This article repeatedly cites the need for personnel to have diplomas, certificates, and other ceremonial bits of paper.
This focus on paper qualification to mitigate risk seems a very European approach. Not saying it is wrong - it is just not emphasized as strongly elsewhere. And while it seems like a good fit for a slow-moving industry with high expectations of safety, the solar/wind world is not a slow-moving industry.
A good point - perhaps the focus is too heavy on paperwork or "measurable compliance".
From experience in this sector though, I think the real issue is a lack of technical awareness and competency with enough breadth to extend into the "digital" domain - often products like these are developed by people from the "power" domain (who don't necessarily recognise off the top of their head that 512-bit RSA is a #badthing and not enough to use to protect aggregated energy systems that are controllable from a single location).
Clearly formal diplomas/certificates are not needed for that - some practical hands-on knowledge and experience would help a lot there.
When a product gets a network interface on it, or runs programmable firmware, we should hear discussions about A/B boot, signatures, key revocation, crypto agility to enable post quantum cryptography algorithms, etc. Instead, the focus will be on low-cost development of a mobile app, controlled via the lowest-possible-cost vendor server back-end API that gets the product shipped to market quickly.
Let's not even go near the "embedded system" mindset of not patching and staying up to date - embedded systems are a good place to meet Linux 2.4 or 2.6, even today... Vendors ship whatever their CPU chipset vendor gives them as a board support package, generally as a "tossed over the wall" lump of code.
I doubt many of these issues (which seem to be commercial/price driven) will be resolved through paperwork, as you say.
In the rest of the tech industry, what you did to get your diploma gives you about 18 months of momentum. If you haven’t learned multiple new technologies by that point, you’re in trouble. Success in this industry means perpetually redeveloping your own skills, and liking it.
How someone would wave a 20 year old piece of paper as evidence that they know how to use solar tech that was developed last year, I don’t know.

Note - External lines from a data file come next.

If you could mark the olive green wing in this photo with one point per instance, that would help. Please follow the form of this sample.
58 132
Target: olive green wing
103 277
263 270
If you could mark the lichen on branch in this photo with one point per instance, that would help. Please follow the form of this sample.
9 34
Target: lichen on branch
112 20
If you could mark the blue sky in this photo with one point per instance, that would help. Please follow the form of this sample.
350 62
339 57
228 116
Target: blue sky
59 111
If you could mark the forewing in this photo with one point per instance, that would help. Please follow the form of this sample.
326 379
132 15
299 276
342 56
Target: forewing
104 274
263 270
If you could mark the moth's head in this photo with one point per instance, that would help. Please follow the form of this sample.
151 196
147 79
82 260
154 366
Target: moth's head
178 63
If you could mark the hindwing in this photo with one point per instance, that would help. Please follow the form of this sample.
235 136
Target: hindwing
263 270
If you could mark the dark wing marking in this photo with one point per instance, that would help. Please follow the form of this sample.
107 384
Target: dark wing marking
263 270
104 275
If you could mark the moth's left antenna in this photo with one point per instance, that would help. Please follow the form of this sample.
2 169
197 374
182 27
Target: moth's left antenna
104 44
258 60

I mean, electrical engineering teaches you a lot of the math,physics,and control systems theory, and power systems that guides the design and operating characteristic of power systems devices like inverters. Sure EE doesn’t help with cybersecurity per se, but inverters and solar panels existed 20 years ago so I feel like my 20 year old electrical engineering degree is pretty darn relevant
It certainly does - if you remain current then not a lot has really changed.
If you understand the principles of control systems and how an electrical grid works, this is broadly "just" a grid stability concern.

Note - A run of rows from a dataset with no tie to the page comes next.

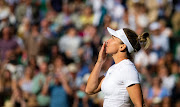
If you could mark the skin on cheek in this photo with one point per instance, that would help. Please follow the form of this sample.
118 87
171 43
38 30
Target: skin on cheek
112 46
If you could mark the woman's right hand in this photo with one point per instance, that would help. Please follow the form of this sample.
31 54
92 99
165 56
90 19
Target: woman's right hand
102 54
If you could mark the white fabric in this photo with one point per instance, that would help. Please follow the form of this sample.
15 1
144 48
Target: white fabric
118 77
144 59
121 35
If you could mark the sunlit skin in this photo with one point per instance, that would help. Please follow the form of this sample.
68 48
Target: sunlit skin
115 47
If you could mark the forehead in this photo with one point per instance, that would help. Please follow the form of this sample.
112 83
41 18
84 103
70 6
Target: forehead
116 38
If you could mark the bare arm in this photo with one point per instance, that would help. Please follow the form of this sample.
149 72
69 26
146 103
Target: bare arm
135 94
94 81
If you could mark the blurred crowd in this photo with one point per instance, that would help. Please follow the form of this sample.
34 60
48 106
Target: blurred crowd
49 47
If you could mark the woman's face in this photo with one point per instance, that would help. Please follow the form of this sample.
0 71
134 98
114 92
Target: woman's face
112 45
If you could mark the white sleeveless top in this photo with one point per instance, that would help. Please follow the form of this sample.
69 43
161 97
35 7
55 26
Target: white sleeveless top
118 77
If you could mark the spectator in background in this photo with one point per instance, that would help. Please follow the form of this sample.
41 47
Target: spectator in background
58 91
168 80
35 39
156 93
7 42
128 20
24 28
45 29
25 83
27 9
71 47
5 86
87 16
64 18
37 85
166 31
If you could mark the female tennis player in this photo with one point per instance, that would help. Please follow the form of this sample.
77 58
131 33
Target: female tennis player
120 84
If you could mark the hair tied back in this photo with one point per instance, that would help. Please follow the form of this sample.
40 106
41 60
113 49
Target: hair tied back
144 40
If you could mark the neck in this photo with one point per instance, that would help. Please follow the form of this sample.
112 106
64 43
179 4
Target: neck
119 57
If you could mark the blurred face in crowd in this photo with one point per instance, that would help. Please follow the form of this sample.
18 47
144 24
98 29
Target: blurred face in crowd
28 72
6 33
58 62
72 32
87 11
156 81
156 32
7 75
163 72
43 67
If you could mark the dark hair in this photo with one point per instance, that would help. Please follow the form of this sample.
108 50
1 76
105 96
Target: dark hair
137 41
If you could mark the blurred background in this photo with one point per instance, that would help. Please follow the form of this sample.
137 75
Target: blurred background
49 47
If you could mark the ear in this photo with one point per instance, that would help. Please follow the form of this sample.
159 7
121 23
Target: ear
122 48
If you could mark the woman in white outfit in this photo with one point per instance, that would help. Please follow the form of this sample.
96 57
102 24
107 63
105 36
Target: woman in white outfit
120 84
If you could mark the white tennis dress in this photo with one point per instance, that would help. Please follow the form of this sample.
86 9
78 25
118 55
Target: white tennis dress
118 77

To some extent this feels like an issue of IoT-ification of things that we otherwise understood just fine! Maybe the real issue is how we blend cyber security knowledge into other sectors, and quantify and ensure it is present?
Fair enough, the parent comment mentioned “solar tech” and old pieces of paper and silly me didn’t realize that the power systems side works is a given and the problem is essentially hooking it up to computers and the internet to gain a modicum of convenience.
This focus on paper qualification to mitigate risk seems a very European approach. Not saying it is wrong - it is just not emphasized as strongly elsewhere. And while it seems like a good fit for a slow-moving industry with high expectations of safety, the solar/wind world is not a slow-moving industry.